PHP and UTF-8 BOM

I recently wrote some PHP for the first time in ages, and noticed some of my pages were appearing on one development machine, in some browsers, preceded by the characters . These characters didn’t show up when editing the pages, and they didn’t show up at all when served from a different server or when viewed in some other browsers.

Initially, I thought that it was something to do with not having configured the correct character set in the response header (which is generally the main cause of garbled characters appearing in webpages), but, checking the response header it seemed ok – I was outputting UTF-8 as desired:

[php]header(‘Content-type: text/html; charset=UTF-8’) ;[/php]
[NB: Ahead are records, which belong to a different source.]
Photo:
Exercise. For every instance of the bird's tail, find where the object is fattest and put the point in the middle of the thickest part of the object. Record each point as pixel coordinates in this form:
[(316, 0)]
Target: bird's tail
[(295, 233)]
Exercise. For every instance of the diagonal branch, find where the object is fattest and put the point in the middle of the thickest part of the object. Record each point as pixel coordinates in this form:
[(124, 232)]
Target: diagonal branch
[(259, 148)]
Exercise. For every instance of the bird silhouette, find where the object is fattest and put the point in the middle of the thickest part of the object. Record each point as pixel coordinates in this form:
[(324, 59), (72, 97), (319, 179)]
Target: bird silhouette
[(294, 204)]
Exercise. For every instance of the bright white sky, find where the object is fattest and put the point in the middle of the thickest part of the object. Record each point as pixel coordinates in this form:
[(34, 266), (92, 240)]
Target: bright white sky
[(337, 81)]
And browsers viewing the page were correctly auto-detecting the character encoding as UTF-8:

 


 
image

Then I checked the configuration of the server, which was also set up with Unicode support correctly. And then I checked the encoding of the PHP scripts themselves, which were all encoded using Unicode UTF-8 – (Windows Codepage 65001). So far, everything seemed consistent, so where were those garbled characters coming from?

UTF-8 with or without signature – your choice. (Or not).

The reason, as I found out, was that one of my development environments (Visual Studio – from which I’d made the most recent edits to the affected pages) was configured to save UTF-8 encoded files with signature. Here’s the options for Unicode character encoding in Visual Studio, showing UTF-8 both with and without signature (notice that they’re both the same codepage – 65001):

image

There seems to be very little convention or standardisation as to the use of this “signature”. I hadn’t really come across this problem before because I generally use Eclipse for PHP development. The encoding options there are shown below:

image

Notice that, although there are several flavours of UTF-16 available in Eclipse, there is only version of UTF-8, which is equivalent to Visual Studio’s without signature.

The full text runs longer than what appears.